Na impossibilidade de dormir nas pousadas próximas ao lago, o casal vai até a cidade mais próxima, Normandia, onde conhecem Antônio Costa, dono da fazenda Santa Virgínia, localizada às margens do rio Surumu. A partir deste início aparentemente despretensioso, Ilko Minev entrelaça em Na sombra do mundo perdido, com invejável fôlego ficcional, a história das famílias Costa e Hazan ao longo de duas décadas. O pano de fundo é a batalha jurídica (e policial) da demarcação contínua da reserva indígena Raposa da Serra do Sol em Roraima e os violentos confrontos entre índios e colonos que ocorreram neste período.

Mas as raízes búlgaro-judaicas de Minev não permitem que este livro seja simplesmente uma trama regionalista, “amazônica”.

O destemido cosmopolitismo do narrador Oleg Hazan, de tintas autobiográficas, nos apresenta de modo igualmente afetuoso tanto a montanha Vitosha, da sua Sofia natal, quanto o amarelecido lavrado de Roraima, onde selvagens cavalos lavradeiros pastam o capim “fura-bucho”. Ao final do romance, uma calorosa, porém crítica, celebração da nossa mestiçagem cultural e linguística, o leitor não terá dúvidas que conseguiu “bamburrar” uma pedra preciosa sem ter enfrentado os perigos de estar em uma draga no rio Madeira.

Onde estão as flores?

Licco Razan é um velho vivido que quer contar a sua história para que a família entenda toda uma trajetória que começou na distante Bulgária, passou pela Turquia e foi se enraizar na Amazônia.

Minev, um imigrante que foi exilado político na Bélgica antes de vir para o Brasil e que sentiu na pele a ação terrível de um regime totalitário, além das dificuldades de fazer sua uma terra com hábitos e costumes tão diferentes, utiliza-se de uma mistura de elementos históricos com uma narrativa muito rica e fluida para criar Onde estão as flores?.

Traçando um panorama histórico da Europa, neste livro Minev descreve o até então inédito salvamento dos 50 mil judeus búlgaros, dando detalhes do fluxo migratório dos judeus para a pouco habitada Região Norte do Brasil e defendendo sem ideologismo um mundo sem guerras.

O título do livro é inspirado na canção “Where have all the flowers gone?”, eternizada por Marlene Dietrich e que se tornou uma espécie de hino contra as guerras.

A filha dos rios

Com o intuito de homenagear os habitantes da região amazônica e de preservar a história local, A filha dos rios descreve com detalhes a paisagem do mundo onde moram portugueses, italianos, espanhóis, árabes e judeus que desbravaram aquele território imenso desde o primeiro ciclo da borracha.

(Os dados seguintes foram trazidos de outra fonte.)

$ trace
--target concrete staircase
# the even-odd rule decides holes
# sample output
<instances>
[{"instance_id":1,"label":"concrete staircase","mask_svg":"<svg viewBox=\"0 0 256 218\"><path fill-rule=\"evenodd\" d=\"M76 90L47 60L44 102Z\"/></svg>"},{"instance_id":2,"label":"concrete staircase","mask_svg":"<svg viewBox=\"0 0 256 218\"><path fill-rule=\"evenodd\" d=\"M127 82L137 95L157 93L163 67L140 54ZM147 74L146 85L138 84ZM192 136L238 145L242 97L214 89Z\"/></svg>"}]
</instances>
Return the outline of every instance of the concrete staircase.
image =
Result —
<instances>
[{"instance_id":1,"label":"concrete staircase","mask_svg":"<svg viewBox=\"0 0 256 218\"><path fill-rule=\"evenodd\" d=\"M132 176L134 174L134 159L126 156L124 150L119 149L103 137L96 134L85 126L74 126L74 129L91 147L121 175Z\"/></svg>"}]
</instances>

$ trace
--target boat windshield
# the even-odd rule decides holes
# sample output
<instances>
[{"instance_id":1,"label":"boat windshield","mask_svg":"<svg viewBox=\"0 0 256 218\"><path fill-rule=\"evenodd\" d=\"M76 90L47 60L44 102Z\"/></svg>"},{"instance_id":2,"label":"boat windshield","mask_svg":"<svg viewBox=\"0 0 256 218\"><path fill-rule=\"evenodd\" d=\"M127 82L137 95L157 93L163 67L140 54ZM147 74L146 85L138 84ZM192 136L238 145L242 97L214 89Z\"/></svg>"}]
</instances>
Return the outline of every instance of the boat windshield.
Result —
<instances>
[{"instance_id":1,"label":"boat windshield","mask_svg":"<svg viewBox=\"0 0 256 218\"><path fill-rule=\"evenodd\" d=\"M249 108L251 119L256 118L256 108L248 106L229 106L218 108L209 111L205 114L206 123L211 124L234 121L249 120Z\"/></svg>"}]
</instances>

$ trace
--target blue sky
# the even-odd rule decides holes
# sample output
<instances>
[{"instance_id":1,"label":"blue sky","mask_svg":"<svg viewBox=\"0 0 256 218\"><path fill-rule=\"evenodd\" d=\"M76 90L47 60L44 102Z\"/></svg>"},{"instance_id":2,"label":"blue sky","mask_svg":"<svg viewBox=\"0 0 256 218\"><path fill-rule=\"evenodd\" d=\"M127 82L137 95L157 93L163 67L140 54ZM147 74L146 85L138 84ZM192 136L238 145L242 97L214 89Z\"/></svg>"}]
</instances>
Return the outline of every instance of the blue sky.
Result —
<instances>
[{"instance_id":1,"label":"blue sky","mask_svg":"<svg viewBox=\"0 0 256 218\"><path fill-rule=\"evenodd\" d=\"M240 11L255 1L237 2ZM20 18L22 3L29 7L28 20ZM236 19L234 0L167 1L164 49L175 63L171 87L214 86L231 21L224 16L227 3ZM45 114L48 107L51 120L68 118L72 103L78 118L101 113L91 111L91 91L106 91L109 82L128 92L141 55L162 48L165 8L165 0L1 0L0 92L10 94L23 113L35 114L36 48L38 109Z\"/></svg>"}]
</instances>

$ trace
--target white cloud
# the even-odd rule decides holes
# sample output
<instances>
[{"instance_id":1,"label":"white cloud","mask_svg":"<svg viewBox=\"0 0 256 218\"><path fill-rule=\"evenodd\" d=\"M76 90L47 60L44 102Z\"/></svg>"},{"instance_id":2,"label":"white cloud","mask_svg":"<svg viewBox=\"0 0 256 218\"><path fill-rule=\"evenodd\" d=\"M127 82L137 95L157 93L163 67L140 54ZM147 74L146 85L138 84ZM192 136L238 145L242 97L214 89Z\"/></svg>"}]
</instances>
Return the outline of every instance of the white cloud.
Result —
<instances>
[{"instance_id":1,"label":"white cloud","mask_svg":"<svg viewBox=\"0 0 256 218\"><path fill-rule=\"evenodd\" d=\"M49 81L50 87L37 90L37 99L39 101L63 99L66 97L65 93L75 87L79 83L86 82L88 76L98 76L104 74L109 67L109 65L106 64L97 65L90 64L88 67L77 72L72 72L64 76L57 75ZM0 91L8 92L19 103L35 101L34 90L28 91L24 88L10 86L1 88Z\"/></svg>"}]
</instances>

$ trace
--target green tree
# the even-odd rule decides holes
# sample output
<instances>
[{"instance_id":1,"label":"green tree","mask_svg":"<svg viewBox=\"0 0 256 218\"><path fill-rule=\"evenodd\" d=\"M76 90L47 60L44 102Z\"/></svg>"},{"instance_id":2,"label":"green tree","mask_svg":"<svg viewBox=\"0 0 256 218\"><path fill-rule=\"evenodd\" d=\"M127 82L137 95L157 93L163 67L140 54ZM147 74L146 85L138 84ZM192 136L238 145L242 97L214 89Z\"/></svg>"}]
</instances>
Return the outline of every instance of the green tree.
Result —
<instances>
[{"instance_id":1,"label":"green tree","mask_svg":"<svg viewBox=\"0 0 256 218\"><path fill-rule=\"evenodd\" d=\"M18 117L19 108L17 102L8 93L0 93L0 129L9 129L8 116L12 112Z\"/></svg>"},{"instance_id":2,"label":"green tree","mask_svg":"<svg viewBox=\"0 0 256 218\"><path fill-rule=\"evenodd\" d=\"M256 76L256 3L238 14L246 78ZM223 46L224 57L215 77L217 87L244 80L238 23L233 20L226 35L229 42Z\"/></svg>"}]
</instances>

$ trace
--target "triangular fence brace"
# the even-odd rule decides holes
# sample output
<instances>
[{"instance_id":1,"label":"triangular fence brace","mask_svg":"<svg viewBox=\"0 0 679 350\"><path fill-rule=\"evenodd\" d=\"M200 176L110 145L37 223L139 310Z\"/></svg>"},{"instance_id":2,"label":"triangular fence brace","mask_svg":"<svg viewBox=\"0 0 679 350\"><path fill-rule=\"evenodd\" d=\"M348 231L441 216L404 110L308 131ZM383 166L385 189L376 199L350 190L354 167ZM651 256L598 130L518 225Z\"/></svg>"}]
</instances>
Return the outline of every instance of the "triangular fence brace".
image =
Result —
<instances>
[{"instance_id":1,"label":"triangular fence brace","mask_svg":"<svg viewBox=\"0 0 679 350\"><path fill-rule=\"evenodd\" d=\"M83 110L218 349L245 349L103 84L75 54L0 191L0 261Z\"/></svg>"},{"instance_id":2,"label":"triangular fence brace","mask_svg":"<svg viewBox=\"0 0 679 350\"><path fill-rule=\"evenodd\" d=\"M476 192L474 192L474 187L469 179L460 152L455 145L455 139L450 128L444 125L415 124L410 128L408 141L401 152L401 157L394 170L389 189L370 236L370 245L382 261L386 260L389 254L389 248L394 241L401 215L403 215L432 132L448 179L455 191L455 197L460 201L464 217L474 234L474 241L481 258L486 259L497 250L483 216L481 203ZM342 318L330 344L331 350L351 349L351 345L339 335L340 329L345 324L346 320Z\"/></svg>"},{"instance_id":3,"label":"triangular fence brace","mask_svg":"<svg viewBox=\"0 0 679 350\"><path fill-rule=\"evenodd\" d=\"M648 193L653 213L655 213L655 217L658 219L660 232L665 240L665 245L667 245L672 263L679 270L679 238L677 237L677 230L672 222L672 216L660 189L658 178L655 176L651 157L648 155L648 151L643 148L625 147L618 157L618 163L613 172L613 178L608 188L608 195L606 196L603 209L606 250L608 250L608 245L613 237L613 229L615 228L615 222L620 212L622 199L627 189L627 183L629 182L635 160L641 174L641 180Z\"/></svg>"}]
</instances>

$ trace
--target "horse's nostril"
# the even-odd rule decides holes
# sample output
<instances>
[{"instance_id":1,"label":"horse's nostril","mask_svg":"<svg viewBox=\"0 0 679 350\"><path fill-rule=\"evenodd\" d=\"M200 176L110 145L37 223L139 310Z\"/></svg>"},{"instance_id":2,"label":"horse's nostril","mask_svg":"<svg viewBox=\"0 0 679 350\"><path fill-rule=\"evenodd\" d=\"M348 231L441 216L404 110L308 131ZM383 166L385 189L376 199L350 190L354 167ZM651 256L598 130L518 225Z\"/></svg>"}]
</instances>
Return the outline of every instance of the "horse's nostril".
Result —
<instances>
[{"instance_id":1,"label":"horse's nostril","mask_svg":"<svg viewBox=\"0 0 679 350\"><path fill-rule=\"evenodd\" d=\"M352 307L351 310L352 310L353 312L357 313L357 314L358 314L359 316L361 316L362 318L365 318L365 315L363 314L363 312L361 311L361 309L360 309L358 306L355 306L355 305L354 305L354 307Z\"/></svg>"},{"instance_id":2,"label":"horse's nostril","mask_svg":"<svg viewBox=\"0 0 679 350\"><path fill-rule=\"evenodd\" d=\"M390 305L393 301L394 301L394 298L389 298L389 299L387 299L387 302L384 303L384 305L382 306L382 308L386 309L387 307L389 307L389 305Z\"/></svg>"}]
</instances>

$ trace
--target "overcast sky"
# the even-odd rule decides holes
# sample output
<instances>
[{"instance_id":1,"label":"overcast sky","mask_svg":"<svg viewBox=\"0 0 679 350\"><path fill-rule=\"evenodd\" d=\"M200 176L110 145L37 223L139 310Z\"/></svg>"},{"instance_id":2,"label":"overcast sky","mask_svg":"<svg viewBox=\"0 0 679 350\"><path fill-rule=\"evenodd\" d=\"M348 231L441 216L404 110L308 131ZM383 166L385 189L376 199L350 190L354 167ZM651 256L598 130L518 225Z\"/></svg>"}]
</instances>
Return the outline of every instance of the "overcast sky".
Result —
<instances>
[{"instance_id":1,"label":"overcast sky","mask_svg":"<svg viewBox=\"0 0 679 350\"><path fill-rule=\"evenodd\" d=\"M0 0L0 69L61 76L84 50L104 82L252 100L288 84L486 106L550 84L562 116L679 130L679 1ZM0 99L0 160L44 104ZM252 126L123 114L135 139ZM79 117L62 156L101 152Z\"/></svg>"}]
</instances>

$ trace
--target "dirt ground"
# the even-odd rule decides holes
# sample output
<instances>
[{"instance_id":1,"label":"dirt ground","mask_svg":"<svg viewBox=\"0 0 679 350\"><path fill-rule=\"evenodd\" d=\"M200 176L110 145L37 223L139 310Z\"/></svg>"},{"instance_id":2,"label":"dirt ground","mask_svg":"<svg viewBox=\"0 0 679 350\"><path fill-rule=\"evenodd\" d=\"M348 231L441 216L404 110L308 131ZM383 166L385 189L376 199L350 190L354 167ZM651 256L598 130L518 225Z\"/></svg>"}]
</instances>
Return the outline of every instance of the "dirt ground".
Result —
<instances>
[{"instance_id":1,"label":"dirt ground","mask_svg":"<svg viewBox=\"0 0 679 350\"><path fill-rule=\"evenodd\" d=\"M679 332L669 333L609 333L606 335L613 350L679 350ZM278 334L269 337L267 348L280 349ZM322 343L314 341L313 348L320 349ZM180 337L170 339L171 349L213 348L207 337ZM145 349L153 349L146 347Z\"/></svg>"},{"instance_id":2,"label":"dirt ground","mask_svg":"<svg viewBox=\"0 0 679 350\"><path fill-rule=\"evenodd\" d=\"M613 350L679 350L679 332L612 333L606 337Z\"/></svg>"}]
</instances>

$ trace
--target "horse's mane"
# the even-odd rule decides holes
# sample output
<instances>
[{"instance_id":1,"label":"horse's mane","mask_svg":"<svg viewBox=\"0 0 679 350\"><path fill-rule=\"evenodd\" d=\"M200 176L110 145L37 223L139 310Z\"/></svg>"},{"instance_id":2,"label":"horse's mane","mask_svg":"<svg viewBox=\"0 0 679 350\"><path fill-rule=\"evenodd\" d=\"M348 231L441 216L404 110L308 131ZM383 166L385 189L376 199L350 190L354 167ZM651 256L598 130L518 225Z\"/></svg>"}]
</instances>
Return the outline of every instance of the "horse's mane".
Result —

Na segunda metade do século XX, acompanhamos Maria, uma jovem de 16 anos e olhos verdes que, a pedido da própria mãe, Eulália, é levada de Igarapó Mirim por Adriano. Descendo pelo rio Purus, eles chegam a Surara, onde se instalam. É lá que Maria aprende a cozinhar e que o amor entre ela e Adriano aflora. Os dois seguem viagem até Manaus, onde conhecem Benjamim Melul e sua esposa, Nina. Juntos, os dois casais partem para Quatro Ases, um seringal na fronteira do Brasil com a Bolívia.

Após cinco anos, o grupo é pego por um surto de febre amarela e apenas Maria e três crianças sobrevivem. Determinada a educar seus dois filhos e Alice, a filha do casal de amigos, Maria trabalha como cozinheira em uma boate e na draga de prospecção de ouro de Oleg Hazan, um jovem judeu búlgaro.